Чуть седые, слегка редеющие волосы, острая – клинышком – профессорская бородка… Борис немедленно вспомнил это лицо – в прежней, петроградской, жизни господин этот звался профессором Горецким и читал на юридическом факультете уголовное право. Борис встретился с профессором взглядом и прочитал в его глазах встречное узнавание. Он собрался было обратиться к Горецкому и открыл уже для этого рот, но профессор сделал едва уловимое движение бровью, остановив его, и повернулся к штабс-капитану:
– Что я вижу, Карнович? Вы за старое принялись? Этот мордобой, эти ваши методы! Мы с вами не в махновском застенке! Вы мараете священный добровольческий мундир!

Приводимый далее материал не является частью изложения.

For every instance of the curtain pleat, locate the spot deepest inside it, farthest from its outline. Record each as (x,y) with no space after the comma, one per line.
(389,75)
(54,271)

Борис с удивлением наблюдал, как переменился при этих словах мягкий и штатский с виду профессор: лицо его застыло и отчеканилось в бронзовую свирепую маску, пенсне слетело, заболтавшись на черном шелковом шнурке, и оттого глаза Горецкого приобрели неожиданный холодный презрительный блеск. Даже фигура его вылилась в мощную и напряженную форму, к которой удивительно шел строгий офицерский френч.
– Ваше высокоблагородие! – растерянно и зло проговорил Карнович. – Это же турецкий шпион и убийца! С поличным пойман! Какие тут могут быть антимонии! Выбить из него признание, пока с мыслями не собрался да не выдумал себе каких-нибудь оправданий!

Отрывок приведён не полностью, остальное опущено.